¿Recuerdas aquel sol de mediatarde, teñido del naranja mas perfecto que podíamos haber deseado jamas?, quizá ya no, pero yo aun si.
Y ayer, solitario en mi bosque de memoria, con el viento de mi susurro danzando sobre mis cabellos, llevándose tu nombre lejos, allá lejos. Ayer, lo he visto de nuevo, aquel sol naranja y casi mágico, con la tibieza justa para alegrar el corazón aun en días de tormenta.
Y tu no estabas, no al menos en alma, si en cuerpo. Y te mire, me sonreíste y no dijiste mas, y con tus ojos pude sellar el aterciopelado recuerdo de nuestro sol, aquel sol fugaz, que jamas veré otra vez.
Comentarios
Es exactamente como lo dices, Madre. En este relato queria evocar esa sensacion de sentirte acompañado, pero a la vez solo. Y asi fue justamente como me senti ayer con mi pareja.

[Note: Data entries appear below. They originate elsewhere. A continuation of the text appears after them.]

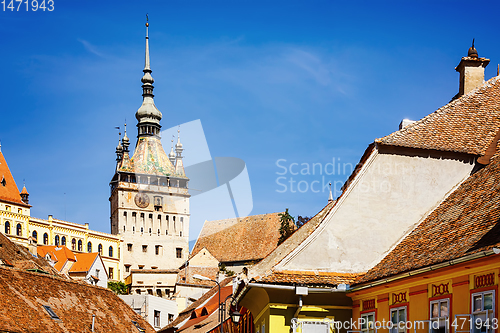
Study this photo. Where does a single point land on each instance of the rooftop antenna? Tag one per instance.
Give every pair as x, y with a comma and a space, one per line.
330, 197
64, 206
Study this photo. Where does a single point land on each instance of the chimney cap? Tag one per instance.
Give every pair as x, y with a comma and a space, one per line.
472, 51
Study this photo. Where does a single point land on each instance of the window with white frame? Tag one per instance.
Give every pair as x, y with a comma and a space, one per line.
483, 304
157, 318
398, 315
367, 322
439, 315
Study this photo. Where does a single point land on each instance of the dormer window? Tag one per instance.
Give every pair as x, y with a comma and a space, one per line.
51, 312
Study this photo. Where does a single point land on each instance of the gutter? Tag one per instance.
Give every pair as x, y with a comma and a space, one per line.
310, 289
428, 269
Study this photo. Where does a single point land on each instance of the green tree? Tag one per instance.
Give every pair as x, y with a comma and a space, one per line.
118, 288
286, 227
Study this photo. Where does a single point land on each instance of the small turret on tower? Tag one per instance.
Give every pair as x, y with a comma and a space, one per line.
171, 155
179, 166
119, 151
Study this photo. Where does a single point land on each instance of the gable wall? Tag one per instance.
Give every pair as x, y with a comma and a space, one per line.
394, 190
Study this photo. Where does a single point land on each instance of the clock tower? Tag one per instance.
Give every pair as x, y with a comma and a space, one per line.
149, 196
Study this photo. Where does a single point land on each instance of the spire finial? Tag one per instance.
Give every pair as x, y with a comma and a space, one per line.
147, 65
330, 197
148, 114
171, 155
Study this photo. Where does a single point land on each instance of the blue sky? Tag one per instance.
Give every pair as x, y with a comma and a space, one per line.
295, 81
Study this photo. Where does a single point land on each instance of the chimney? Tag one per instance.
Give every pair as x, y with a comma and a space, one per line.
471, 69
405, 122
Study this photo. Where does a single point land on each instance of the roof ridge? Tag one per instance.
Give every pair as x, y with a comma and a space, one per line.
440, 111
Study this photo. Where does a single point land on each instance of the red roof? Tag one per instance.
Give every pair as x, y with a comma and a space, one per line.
59, 254
8, 188
467, 222
84, 262
309, 278
240, 241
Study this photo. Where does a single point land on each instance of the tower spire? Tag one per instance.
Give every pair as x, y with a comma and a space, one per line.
171, 155
148, 115
330, 197
179, 165
125, 140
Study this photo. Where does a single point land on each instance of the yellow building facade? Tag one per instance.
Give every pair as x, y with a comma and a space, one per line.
447, 299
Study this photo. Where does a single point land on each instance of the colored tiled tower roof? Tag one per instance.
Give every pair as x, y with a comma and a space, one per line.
149, 158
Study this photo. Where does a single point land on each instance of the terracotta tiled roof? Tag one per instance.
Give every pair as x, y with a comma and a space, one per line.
21, 258
309, 278
252, 238
60, 254
23, 295
465, 223
209, 297
8, 188
185, 275
211, 227
465, 125
267, 264
84, 262
24, 190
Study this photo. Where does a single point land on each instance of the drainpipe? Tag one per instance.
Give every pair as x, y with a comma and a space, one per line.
299, 308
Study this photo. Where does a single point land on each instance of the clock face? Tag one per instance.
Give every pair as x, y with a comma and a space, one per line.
141, 200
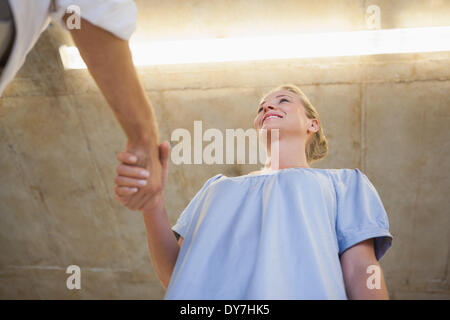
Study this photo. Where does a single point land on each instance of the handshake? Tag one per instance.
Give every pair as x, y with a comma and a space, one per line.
139, 183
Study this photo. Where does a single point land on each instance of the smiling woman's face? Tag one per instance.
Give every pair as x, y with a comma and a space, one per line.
283, 110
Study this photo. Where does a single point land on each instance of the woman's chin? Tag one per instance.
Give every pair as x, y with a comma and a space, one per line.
270, 126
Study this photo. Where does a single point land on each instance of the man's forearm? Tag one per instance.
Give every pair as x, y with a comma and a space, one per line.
109, 61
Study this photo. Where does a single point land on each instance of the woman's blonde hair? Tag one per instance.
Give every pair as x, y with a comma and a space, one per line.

Siempre me dijeron que los escritores emplean cosas cotidianas para escribir, y nunca lo crei. Ahora lo compruebo.
Gracias a las dos por haberse detenido a leer, niñas!
Concuerdo plenamente con eso, el futuro es solo para Dios, y le corresponde a el conocerlo, no a nosotros.
Esto si que es una verdad, pero desafortunadamente como no sabemos si tendremos un futuro, por eso será que nos da tan duro el presente:rolleyes:
Este escrito me parece una prosa poética,en la que el sentimiento de soledad y de abandono está bien patente.
Como tú dices, se escribe sobre situaciones o cosas propias, ajenas o imaginadas, pero verosímiles. No inventamos nada; escribimos sobre la vida,mirándolo por el cristal de nuestro pensamiento y sentimiento.
Saludos.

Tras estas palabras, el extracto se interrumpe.